# four gear chome



## fordcowboy (Dec 27, 1999)

Check out the chrome wheels on the batmobile .fcb:thumbsup http://cgi.ebay.com/Nu-1966-Batmobi...150550505523?pt=Slot_Cars&hash=item230d826833


----------



## Super Coupe (Feb 16, 2010)

They need to sell those chrome wheels separetly. Tom


----------



## videojimmy (Jan 12, 2006)

they have them on all the 4 gear iwheels I believe.

I also think AW should sell them separetly!
I'm going to take some of an iwheels I have and put them on a black one


----------



## roadrner (Jul 21, 1999)

Super Coupe said:


> They need to sell those chrome wheels separetly. Tom



Agreed.Could use a good dozen sets or so. 
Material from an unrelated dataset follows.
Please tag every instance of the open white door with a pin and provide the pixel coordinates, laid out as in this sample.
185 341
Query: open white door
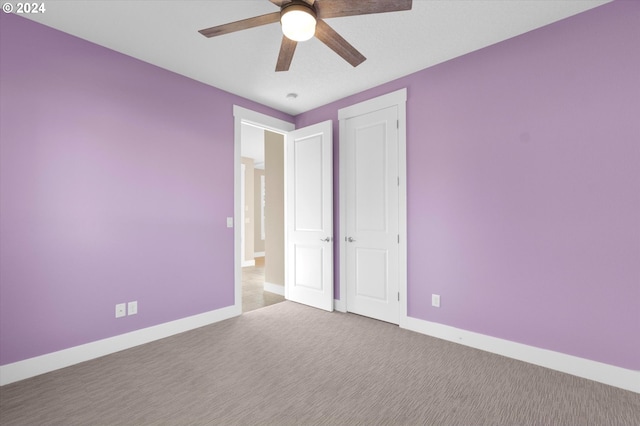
309 216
Is it my old eyesight or do many of these AW XT bodies seem to have a slight bow to the bod going from front to back? The Chevelle stocker they reproduced was the one I noticed at first. The Batmobil pictured here seems to have a similar problem.  rr


----------



## Joe65SkylarkGS (Feb 15, 2010)

Got these tonight. Agreed on the chrome wheels. Why don't they make and sell them? They allready have the means??


----------



## alpink (Aug 22, 2010)

joe65skylark. share the wealth. I'll take one of those batmobile White Lightnings (I-Wheels)!... LOL


----------



## plymouth71 (Dec 14, 2009)

I'll take the other one!


----------



## Joe65SkylarkGS (Feb 15, 2010)

Do you guys see the difference in the 2 WL's???


----------



## Rolls (Jan 1, 2010)

Red patch in front of the rear wheel??


----------



## Joe65SkylarkGS (Feb 15, 2010)

Rolls said:


> Red patch in front of the rear wheel??


Yup:thumbsup:. Don't know why but maybe an accident scene or something? I have not seen the latest movie.


----------